Science Project on How to Float an Egg

The classic egg-floating experiment teaches students about buoyant force.
••• Egg image by Andrei Leczfalvi from

Floating an egg in a beaker of water is a classic science project that illustrates Archimedes' Principle. The buoyant force--the force making the egg float--is equal to the weight of the fluid the object displaces. To make the egg float, you simply make the water "heavier" by increasing its density using a soluble substance such as salt.


You will need eggs, water and salt. Gather a number of beakers large enough--500 mL is good--to hold the water and the eggs. You also need a scale to weigh the eggs and the salt. The number of beakers will depend on how many variables you want to analyze. Three is a good number if you're interested only in the mass of salt needed to float the egg. If you also want to consider water volume, you'll need at least four, but six will give you more data points.


Fill each beaker with enough water to cover an egg. If you are using 500 mL beakers, 300 mL of water will work. If you want to see the effect of water volume on the experiment, fill another set with 200 mL of water. Label the beakers, and make a chart to record data. Weigh each egg and record its weight in the chart with its beaker. Weigh out 5 g of salt, then use a measuring spoon once you know the volume. That way you won't have to weigh out the salt every time.


Add 5 g of salt at a time to each beaker. Keep a good count of the amount of salt you add. When the eggs become suspended in the middle of the water in one beaker, continue adding salt to the other until the egg floats. Record how much salt you added to each beaker on your chart.

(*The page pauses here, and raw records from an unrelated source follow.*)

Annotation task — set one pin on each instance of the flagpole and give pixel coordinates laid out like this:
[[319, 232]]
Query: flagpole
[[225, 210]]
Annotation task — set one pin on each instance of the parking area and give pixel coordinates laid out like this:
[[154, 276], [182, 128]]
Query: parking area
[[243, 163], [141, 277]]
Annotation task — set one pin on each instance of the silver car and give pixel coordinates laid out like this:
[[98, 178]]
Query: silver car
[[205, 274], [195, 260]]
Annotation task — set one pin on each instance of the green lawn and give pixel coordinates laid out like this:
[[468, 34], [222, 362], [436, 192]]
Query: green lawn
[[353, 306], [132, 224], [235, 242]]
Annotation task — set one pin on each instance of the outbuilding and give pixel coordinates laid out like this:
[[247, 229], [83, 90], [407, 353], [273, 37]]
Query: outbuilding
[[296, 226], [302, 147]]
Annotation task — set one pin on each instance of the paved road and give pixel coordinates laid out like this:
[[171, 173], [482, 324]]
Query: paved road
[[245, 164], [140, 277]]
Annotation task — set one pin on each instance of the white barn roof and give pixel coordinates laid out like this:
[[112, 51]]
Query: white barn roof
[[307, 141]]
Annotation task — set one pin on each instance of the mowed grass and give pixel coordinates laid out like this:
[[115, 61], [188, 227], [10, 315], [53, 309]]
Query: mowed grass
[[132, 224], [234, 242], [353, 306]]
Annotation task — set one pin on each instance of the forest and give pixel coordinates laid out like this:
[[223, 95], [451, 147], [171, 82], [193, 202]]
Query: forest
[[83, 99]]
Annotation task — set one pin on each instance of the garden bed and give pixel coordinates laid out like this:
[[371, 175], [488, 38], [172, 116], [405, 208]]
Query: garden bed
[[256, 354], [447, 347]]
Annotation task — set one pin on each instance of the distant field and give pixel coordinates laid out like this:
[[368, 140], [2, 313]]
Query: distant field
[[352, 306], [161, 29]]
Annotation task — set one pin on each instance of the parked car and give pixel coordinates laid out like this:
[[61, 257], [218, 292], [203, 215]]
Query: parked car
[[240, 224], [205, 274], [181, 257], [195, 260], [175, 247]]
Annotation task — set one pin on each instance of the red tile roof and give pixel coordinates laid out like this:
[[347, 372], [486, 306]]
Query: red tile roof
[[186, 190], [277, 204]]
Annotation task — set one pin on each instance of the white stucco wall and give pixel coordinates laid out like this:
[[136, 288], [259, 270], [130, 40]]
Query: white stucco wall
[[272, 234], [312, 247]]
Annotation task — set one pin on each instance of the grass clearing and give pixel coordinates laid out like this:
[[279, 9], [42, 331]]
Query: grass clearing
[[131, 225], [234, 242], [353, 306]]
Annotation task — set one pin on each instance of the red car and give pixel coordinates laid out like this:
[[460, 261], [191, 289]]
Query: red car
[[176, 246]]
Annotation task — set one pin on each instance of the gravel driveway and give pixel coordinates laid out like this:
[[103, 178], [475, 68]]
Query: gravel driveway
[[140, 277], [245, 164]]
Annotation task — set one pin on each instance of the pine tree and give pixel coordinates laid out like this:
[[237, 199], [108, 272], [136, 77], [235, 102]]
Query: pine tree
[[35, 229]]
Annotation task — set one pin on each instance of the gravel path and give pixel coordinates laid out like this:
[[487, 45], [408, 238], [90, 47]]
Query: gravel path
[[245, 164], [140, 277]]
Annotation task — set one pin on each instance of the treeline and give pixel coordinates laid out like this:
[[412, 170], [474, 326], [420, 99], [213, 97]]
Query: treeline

Once you've collected the data, you have to figure out what it means. One way to help with that is to create a hypothesis based on your data, test it and see how close your hypothesis was. Try floating objects other than eggs, and see if you can figure out how much salt it will take to lift it. Try a series of water volumes, such as 250 mL, 350 mL and 450 mL, and see if you can guess what will happen. The point of science is discovery, so what you try to discover after you have conducted the initial experiment is probably the most important part of the project.